Several limitations in this study should be acknowledged. First, the metabolomic analyses were performed at a single time point (1 month), precluding separation of early inflammatory versus later fibrotic signatures. Time-series metabolomics would strengthen mechanistic inference. Second, fibrosis was confirmed by histopathology but not by molecular markers such as TGF-β1 or collagen isoform expression. Integration of transcriptomic and proteomic approaches could provide a more comprehensive systems-level view. Third, although no statistically significant differences were detected between the two control groups, the fact that they were derived from different experimental batches necessitated their separate treatment in the analyses. This conservative approach may have reduced statistical power but increased robustness by avoiding batch-related confounding. Finally, in this study we analyzed metabolic alterations using serum samples, which were selected as a minimally invasive and clinically accessible matrix to capture systemic metabolic signatures of acrylic acid polymer exposure. However, serum metabolomics provides only indirect information on pulmonary injury. Because lung tissue and BALF were not evaluated in parallel, the relationship between local pulmonary metabolic changes and systemic metabolite profiles remains unclear. Future studies integrating both lung-specific (lung tissue and BALF) and circulating metabolites will be necessary to fully elucidate the metabolic mechanisms underlying acrylic acid polymer–induced lung injury.

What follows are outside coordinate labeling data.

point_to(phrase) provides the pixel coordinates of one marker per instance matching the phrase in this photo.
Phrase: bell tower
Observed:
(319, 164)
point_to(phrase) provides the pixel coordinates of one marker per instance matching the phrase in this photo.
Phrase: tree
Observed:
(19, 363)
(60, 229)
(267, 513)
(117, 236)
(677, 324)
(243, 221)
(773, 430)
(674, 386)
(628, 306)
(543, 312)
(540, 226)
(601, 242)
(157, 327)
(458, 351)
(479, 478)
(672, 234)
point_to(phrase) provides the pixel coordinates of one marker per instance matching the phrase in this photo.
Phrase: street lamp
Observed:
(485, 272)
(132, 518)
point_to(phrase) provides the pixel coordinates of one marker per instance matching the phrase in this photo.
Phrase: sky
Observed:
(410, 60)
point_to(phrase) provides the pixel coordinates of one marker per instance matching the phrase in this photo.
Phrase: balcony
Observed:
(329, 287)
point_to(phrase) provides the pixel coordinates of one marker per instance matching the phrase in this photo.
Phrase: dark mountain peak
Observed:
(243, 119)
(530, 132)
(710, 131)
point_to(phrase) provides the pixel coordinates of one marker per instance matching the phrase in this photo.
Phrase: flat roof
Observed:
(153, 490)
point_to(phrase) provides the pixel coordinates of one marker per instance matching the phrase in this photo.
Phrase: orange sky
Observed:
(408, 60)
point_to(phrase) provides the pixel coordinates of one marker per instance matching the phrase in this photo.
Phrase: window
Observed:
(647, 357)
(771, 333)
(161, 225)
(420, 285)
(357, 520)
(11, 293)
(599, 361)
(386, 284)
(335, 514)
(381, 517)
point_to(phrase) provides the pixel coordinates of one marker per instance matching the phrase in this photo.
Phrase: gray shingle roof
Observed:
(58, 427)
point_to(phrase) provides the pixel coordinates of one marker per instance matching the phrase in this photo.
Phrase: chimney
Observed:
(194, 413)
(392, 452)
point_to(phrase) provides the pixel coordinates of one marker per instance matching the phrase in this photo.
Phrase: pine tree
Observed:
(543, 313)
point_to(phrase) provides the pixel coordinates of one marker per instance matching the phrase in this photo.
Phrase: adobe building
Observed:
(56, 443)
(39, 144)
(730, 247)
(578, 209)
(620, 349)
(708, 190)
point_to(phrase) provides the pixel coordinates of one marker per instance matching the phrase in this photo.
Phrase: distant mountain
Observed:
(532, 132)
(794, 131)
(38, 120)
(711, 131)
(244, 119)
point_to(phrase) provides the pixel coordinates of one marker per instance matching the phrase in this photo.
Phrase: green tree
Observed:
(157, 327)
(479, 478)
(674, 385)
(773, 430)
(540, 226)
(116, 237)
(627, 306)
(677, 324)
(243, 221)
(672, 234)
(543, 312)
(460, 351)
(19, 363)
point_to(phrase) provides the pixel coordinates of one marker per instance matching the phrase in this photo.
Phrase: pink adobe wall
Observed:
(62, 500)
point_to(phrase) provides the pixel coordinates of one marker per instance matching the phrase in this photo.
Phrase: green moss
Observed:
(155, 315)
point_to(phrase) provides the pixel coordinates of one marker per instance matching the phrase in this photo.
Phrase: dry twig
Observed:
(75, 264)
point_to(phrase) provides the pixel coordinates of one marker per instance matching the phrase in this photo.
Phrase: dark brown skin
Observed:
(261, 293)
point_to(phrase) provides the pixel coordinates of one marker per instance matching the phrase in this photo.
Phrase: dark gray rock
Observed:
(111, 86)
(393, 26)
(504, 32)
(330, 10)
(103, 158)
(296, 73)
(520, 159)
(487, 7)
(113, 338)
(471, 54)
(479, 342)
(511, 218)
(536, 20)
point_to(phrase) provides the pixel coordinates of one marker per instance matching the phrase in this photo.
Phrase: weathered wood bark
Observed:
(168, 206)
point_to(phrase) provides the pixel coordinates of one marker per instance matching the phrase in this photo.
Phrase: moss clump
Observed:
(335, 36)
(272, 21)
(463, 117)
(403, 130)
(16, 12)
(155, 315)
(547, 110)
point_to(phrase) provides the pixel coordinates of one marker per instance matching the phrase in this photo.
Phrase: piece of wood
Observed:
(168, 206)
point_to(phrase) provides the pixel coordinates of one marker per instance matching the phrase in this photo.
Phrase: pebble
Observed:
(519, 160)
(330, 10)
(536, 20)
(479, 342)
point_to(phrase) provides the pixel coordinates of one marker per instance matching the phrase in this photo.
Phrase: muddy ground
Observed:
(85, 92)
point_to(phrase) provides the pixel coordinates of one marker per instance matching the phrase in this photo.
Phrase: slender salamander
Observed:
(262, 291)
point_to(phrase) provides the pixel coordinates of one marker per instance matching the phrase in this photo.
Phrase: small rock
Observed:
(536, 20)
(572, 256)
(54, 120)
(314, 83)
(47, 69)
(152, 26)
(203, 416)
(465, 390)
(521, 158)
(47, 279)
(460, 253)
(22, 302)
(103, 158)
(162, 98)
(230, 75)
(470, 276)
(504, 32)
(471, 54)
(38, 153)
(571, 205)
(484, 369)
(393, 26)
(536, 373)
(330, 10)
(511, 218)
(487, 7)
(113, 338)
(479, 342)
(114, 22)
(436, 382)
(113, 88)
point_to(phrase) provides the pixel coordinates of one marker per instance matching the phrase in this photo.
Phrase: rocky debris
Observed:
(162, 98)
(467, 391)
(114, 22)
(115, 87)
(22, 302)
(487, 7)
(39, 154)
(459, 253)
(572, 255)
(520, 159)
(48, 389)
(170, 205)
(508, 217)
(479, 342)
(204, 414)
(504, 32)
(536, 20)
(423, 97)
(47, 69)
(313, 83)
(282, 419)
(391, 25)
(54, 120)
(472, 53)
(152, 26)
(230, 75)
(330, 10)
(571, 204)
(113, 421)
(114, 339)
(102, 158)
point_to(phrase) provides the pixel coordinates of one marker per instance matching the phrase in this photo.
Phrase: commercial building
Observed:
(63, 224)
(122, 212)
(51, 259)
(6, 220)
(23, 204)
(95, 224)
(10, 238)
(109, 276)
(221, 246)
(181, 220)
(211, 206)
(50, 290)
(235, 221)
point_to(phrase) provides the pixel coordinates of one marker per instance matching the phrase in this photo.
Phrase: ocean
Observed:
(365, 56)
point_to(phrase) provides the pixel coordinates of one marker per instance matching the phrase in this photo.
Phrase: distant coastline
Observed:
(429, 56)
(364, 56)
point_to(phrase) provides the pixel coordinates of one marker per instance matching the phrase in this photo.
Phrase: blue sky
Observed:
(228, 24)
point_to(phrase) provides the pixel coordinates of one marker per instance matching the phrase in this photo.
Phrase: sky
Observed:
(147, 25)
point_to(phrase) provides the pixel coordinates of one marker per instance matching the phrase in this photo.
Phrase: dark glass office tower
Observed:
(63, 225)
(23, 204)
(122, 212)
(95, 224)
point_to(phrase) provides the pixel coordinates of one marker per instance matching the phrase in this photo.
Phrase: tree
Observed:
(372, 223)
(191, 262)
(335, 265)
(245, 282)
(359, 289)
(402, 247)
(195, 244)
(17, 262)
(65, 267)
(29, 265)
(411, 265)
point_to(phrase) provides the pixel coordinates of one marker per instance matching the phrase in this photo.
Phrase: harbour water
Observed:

In addition, although PEG is a well-known laboratory contaminant in MS-based analyses, several aspects of our protocol (PEG-free extraction reagents, 5-kDa ultrafiltration, and the use of a primary metabolite–focused CE-TOFMS platform) make PEG-related artifacts unlikely. The limited number of changes observed in the PEG vs. PEG control comparison further supports the conclusion that the serum metabolomic alterations reported here primarily reflect biological effects of A45 exposure rather than technical contamination.

Despite these limitations, our findings highlight the value of metabolomics for mechanistic toxicology and for identifying candidate biomarkers of polymer-induced lung injury.

Conclusion

Our study demonstrates that A45, but not PEG, induces distinct metabolomic reprogramming in pathways related to amino acid, energy, and redox metabolism, which are consistent with the transition from acute inflammation to fibrosis. By explicitly evaluating and separately analyzing the two control groups, we ensured the robustness of our conclusions and minimized potential batch confounding. Moreover, the identification of A45-specific biomarker candidates provides a foundation for future translational studies aimed at developing metabolic indicators of polymer-induced lung injury.